A school in the city celebrated even a 50 per cent in the board exams.
Not just that. A Class XII girl who will appear for a supplementary exam was told she is a champion.
And why not?
Rupashi Das comes from a family where her elder brother washed cars to run the home. Rupashi helps her younger sister with cerebral palsy do her chores. The
family didn’t have enough money to repair the roof of their house that was blown away by Cyclone Amphan in May 2020.
Rupashi scored a 64.8 per cent in the CBSE. She will appear for a supplementary exam in physics.
Sk Farhan lives in a one-room dwelling in a densely populated slum near Park Circus railway station. The family of six have limited access to electricity and sanitation. Overcoming the daily challenges of noise, overcrowding and financial insecurity, the teenager cleared Class XII with 51.3 per cent.
On Thursday, the last day before the school closed for summer vacation, Future Hope celebrated the success of these students in the CBSE Class X and XII exams.
Eighteen students appeared for Class X and another 18 for Class XII. They
cut a cake and thanked the teachers.
“A lot of our time goes to these kids, who are struggling, than those who are self-motivated,” said Sujata Sen, CEO, Future Hope.
Of the 18 in Class XII, two scored above 90 per cent and six scored in the 80s.
In Class X, one student got 90.6 per cent and two scored in the 80s.
Others in both classes scored in the 70s and 60s.
When Hamiroon Nesha’s marks were announced in front of her peers and teachers on Friday, emotions overwhelmed the 17-year-old. She got 87 per cent.
The girl scored a 100 in commercial art. She is the first one in Future Hope to have scored a 100, her teacher said.
Let alone a room, often Hamiroon struggles to find a quiet corner in her home in a slum near Ballygunge.
“There is smoke from cooking, noise from the neighbourhood and sometimes stench, too. But I would tell myself that if I can sail through this period, I can fight my poverty.
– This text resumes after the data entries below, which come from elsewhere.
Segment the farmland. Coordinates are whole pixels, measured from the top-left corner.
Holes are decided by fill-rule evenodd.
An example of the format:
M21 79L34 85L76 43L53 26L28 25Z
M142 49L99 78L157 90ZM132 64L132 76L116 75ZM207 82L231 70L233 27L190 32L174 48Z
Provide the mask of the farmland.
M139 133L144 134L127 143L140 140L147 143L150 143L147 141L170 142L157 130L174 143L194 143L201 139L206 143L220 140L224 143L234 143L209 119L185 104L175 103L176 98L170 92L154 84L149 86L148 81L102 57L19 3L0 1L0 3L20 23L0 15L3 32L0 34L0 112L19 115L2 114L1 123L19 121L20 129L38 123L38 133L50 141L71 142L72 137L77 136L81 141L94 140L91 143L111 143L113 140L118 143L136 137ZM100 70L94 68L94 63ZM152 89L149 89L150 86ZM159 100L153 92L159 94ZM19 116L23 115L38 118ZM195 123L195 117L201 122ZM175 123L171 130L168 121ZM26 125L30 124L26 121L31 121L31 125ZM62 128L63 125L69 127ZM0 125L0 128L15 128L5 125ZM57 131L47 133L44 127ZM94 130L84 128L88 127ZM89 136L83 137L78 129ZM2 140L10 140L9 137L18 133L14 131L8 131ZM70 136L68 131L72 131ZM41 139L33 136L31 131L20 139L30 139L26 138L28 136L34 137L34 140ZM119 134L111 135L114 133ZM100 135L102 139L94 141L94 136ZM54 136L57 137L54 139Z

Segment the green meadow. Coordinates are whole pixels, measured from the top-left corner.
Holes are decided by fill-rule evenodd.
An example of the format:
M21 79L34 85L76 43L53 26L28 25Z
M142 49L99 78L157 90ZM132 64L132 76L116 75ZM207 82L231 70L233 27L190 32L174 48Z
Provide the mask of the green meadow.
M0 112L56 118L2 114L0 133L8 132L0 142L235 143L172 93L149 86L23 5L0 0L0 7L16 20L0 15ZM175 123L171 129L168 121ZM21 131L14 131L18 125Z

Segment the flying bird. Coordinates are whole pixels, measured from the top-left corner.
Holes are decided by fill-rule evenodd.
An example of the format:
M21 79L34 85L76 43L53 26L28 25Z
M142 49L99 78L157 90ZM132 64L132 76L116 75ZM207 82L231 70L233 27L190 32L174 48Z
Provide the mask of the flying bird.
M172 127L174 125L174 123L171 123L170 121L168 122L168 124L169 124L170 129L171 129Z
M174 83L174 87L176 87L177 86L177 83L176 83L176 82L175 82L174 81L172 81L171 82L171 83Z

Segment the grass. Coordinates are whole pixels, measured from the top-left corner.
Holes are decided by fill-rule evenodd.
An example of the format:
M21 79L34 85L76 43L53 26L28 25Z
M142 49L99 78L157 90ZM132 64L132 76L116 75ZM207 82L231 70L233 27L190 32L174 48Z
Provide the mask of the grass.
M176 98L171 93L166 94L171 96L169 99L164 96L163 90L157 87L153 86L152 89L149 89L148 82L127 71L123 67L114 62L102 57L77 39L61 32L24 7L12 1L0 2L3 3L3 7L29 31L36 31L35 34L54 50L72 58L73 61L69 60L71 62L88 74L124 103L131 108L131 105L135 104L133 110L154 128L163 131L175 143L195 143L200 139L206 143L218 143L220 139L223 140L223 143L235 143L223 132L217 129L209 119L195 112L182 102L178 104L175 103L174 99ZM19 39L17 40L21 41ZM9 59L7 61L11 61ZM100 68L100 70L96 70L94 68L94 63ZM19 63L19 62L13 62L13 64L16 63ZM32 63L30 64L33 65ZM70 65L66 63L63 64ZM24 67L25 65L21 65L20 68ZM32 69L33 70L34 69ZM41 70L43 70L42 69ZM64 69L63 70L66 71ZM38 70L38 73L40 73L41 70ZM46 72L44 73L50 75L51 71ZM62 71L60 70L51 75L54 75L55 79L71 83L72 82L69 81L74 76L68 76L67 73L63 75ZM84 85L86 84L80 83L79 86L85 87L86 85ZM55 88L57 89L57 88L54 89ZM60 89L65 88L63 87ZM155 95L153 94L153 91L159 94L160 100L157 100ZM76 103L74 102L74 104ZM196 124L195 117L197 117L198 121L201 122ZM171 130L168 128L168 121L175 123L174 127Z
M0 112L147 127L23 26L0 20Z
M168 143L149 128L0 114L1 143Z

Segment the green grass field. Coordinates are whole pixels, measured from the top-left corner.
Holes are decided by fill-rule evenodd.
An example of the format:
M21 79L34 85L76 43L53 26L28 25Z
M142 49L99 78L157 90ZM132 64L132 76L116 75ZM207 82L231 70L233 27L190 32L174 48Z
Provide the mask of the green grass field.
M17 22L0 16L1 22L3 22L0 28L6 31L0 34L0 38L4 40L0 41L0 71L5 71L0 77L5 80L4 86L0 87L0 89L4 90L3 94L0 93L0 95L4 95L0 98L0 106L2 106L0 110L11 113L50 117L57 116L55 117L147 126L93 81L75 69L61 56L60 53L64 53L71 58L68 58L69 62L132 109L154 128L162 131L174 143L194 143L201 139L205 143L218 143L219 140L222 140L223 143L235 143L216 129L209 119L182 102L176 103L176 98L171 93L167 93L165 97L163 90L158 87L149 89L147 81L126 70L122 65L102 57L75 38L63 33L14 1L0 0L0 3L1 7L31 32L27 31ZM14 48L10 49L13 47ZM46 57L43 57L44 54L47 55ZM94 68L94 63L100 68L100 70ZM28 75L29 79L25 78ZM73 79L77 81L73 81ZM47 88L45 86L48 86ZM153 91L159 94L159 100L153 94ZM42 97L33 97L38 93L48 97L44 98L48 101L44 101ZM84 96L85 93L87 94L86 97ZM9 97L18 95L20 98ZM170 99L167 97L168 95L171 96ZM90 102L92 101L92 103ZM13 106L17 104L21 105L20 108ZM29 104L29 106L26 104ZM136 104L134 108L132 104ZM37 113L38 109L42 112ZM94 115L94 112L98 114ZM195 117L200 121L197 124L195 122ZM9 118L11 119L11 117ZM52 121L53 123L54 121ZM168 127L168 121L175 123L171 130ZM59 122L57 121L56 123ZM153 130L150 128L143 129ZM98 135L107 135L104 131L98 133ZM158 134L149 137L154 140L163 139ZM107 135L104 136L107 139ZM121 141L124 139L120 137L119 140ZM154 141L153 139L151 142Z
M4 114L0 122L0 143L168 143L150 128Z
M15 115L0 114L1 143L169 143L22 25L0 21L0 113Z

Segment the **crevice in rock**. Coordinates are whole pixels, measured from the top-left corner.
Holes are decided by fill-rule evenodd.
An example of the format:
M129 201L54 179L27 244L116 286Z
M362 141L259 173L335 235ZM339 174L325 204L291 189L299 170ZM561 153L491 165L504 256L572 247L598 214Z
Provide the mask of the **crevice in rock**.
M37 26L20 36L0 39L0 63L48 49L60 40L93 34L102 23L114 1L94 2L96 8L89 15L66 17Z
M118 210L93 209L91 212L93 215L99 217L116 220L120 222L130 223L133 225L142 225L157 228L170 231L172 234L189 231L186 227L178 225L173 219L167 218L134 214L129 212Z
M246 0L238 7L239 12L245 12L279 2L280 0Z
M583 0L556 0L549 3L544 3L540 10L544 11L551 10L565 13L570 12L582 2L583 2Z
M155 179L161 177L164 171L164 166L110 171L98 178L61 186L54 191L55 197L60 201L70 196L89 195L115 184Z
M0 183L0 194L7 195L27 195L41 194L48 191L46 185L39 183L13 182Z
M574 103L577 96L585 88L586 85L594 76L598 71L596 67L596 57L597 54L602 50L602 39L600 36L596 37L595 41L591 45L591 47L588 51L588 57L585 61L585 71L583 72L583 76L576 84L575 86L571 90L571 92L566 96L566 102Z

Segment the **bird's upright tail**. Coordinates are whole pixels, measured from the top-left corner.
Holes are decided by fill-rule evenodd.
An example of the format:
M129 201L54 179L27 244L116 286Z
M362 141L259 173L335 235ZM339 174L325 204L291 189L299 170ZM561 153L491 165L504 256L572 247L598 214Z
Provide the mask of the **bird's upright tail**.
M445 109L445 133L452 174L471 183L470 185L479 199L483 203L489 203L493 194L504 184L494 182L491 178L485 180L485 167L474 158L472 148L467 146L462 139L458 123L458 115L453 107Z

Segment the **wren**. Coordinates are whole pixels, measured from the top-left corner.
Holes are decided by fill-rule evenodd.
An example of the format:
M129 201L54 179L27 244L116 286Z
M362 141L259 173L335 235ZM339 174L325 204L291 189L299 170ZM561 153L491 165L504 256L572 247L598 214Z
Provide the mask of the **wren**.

But if I lose this period, I will be sucked in by this filth around me,” she said.
In its years of service to society and plucking students out of their circumstances, the school faced stiff resistance, too.
Sometimes, the families of students stand in the way.
“The families lack understanding. They think that their child has finished Class XII so now they need to go out and earn. Circumstances become difficult, and the students get pulled back into those circumstances,” said Sen.
A major part of Future Hope’s task is to counsel the families so the students do not drop out. Most of their parents struggle to make ends meet. Sending their children to school is a luxury they cannot afford.
The teachers appeal to the parents to give them space to study, a corner to keep their books, or to allow them to be in school till 8pm so they can study.
“There are times when there is a breakdown. But then one has to rise up again,” said a Class X girl.
Sometimes students get demotivated. But Future Hope sees that they go to college or do skill-based courses.
“We don’t let them go midway or after they complete Class XII, because then
the work is only half done,” said one of those behind the organisation.
“We have to send them to college and make them independent. We have to support them to get them out of their circumstances. They have to become graduates and get jobs. Only then is our job done,” said Sen.
Rupashi, Farhan, Hami-roon and their friends still have a long way to go.